In his December order, Judge Manry had stated: “State Farm Florida did not show by a preponderance of the evidence that either the indicated rate or requested rate in the rate filing is not excessive, inadequate, or unfairly discriminatory.”
“We are very pleased with the District Court’s ruling,” said McCarty. “State Farm knew, or should have known, that the filing it made was contrary to the Legislature’s intent and could not be approved. State Farm’s actions suggest that it intended to use the denial of the filing as a pretext for threatening to withdraw from the Florida property insurance market.”

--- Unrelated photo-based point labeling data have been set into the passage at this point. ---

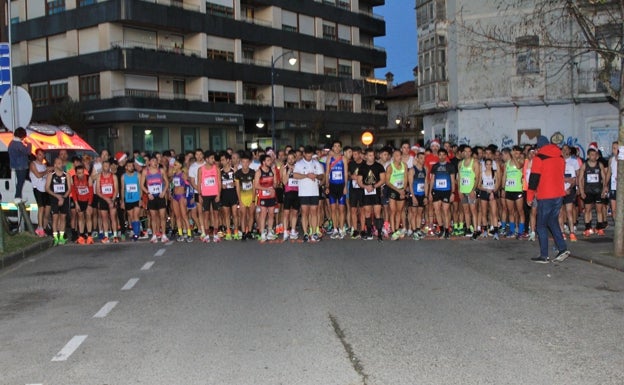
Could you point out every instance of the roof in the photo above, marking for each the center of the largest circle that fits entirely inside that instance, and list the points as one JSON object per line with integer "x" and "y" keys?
{"x": 403, "y": 90}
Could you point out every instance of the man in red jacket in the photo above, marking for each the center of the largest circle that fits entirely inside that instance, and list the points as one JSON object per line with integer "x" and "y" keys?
{"x": 546, "y": 184}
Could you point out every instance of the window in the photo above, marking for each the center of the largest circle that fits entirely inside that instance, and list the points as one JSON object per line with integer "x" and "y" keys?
{"x": 219, "y": 10}
{"x": 55, "y": 6}
{"x": 216, "y": 54}
{"x": 179, "y": 89}
{"x": 44, "y": 94}
{"x": 90, "y": 87}
{"x": 221, "y": 97}
{"x": 329, "y": 31}
{"x": 527, "y": 57}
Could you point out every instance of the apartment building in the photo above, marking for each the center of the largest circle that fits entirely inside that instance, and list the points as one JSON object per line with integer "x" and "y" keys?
{"x": 159, "y": 74}
{"x": 484, "y": 76}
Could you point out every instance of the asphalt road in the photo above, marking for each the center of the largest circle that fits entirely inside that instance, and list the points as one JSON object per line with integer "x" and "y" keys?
{"x": 337, "y": 312}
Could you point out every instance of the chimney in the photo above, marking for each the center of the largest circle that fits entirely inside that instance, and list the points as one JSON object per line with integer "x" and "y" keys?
{"x": 389, "y": 80}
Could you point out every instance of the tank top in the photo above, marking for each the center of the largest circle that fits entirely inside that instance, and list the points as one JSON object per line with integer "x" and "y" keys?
{"x": 418, "y": 186}
{"x": 107, "y": 185}
{"x": 39, "y": 183}
{"x": 593, "y": 179}
{"x": 58, "y": 184}
{"x": 82, "y": 188}
{"x": 292, "y": 184}
{"x": 209, "y": 181}
{"x": 154, "y": 182}
{"x": 397, "y": 176}
{"x": 336, "y": 172}
{"x": 514, "y": 178}
{"x": 488, "y": 180}
{"x": 467, "y": 177}
{"x": 131, "y": 188}
{"x": 266, "y": 181}
{"x": 227, "y": 180}
{"x": 613, "y": 166}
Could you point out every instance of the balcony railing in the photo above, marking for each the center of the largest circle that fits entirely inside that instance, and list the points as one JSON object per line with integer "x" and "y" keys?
{"x": 138, "y": 93}
{"x": 155, "y": 47}
{"x": 175, "y": 3}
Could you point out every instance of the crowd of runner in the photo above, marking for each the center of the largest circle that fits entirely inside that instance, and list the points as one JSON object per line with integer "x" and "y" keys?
{"x": 307, "y": 193}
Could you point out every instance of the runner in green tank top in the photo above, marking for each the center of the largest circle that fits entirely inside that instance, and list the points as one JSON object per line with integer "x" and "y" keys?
{"x": 469, "y": 173}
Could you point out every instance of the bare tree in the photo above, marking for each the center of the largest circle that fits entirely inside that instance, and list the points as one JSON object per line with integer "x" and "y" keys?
{"x": 561, "y": 34}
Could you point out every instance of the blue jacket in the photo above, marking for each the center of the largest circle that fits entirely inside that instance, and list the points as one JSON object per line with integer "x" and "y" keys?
{"x": 18, "y": 154}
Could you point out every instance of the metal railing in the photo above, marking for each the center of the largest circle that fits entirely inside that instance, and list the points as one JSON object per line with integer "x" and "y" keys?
{"x": 138, "y": 93}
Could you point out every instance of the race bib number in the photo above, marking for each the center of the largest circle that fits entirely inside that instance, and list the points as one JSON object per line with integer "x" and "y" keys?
{"x": 132, "y": 188}
{"x": 59, "y": 188}
{"x": 154, "y": 189}
{"x": 593, "y": 178}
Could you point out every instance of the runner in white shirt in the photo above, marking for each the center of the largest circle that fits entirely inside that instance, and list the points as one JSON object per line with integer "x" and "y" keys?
{"x": 310, "y": 174}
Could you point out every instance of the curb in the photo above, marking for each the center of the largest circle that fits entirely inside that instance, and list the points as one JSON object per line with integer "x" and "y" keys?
{"x": 26, "y": 252}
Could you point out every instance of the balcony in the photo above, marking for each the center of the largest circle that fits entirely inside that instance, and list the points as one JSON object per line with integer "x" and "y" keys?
{"x": 155, "y": 47}
{"x": 138, "y": 93}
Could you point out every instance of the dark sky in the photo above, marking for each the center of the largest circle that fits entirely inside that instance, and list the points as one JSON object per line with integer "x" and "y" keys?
{"x": 400, "y": 40}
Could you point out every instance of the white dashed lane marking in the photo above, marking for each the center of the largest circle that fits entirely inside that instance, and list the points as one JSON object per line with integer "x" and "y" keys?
{"x": 70, "y": 348}
{"x": 130, "y": 284}
{"x": 106, "y": 309}
{"x": 148, "y": 265}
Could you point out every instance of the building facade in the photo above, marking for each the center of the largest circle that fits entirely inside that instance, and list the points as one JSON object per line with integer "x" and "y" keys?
{"x": 490, "y": 74}
{"x": 183, "y": 74}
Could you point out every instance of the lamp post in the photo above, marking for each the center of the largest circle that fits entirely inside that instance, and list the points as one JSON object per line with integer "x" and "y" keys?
{"x": 292, "y": 61}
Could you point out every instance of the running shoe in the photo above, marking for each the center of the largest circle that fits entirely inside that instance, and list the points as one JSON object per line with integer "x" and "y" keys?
{"x": 562, "y": 255}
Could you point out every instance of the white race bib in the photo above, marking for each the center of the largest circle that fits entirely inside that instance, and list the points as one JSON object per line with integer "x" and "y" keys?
{"x": 59, "y": 188}
{"x": 593, "y": 178}
{"x": 337, "y": 175}
{"x": 154, "y": 189}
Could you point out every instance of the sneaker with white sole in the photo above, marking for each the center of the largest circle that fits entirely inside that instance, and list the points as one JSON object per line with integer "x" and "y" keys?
{"x": 562, "y": 255}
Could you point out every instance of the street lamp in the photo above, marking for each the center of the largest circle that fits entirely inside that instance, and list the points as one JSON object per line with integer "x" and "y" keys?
{"x": 292, "y": 61}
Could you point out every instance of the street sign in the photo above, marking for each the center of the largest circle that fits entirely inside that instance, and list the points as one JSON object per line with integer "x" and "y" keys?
{"x": 5, "y": 67}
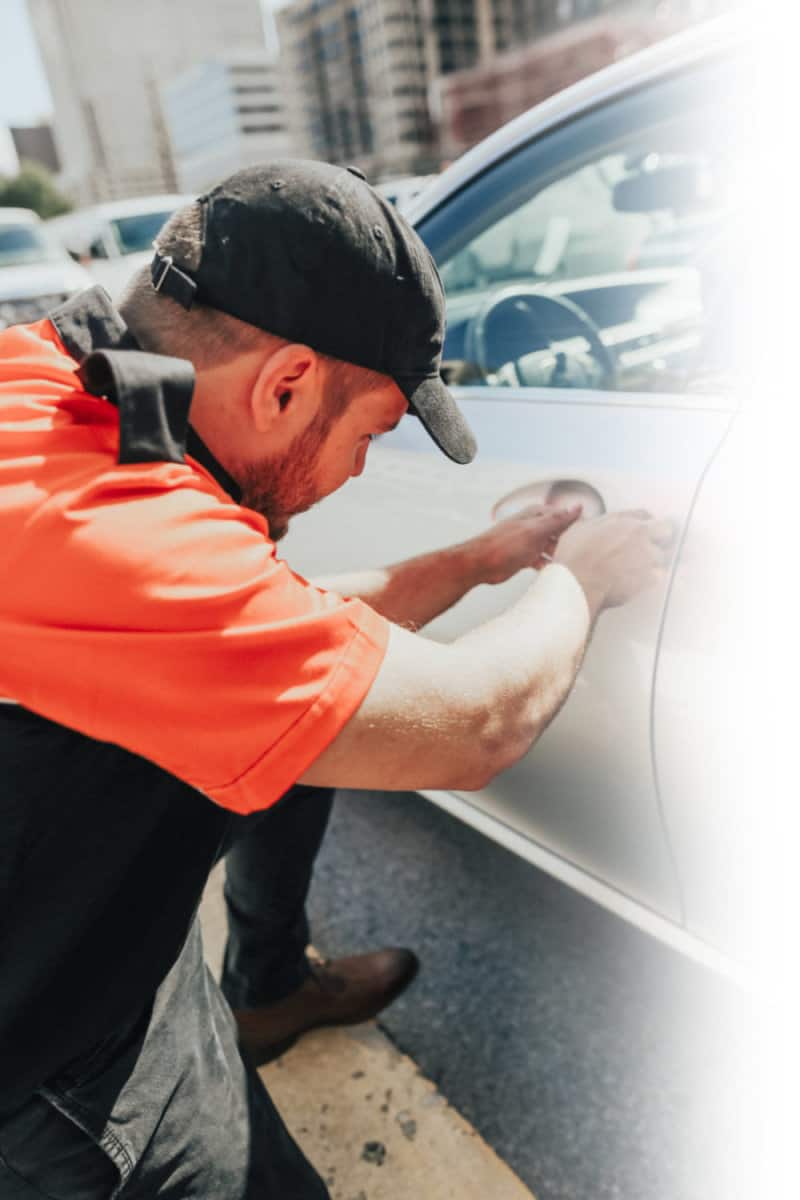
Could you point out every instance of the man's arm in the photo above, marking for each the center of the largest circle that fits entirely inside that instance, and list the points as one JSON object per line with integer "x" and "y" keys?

The DCA matter is not final until time expires for State Farm to file a motion for rehearing (15 days pursuant to Rule 9.330 Fla.R.App.P.) and the disposition of such motion is filed.
Issues with State Farm’s proposed withdrawal plan still remain unresolved. Both the Office and State Farm officials are continuing discussions, but the DOAH has set a hearing to begin Oct. 12.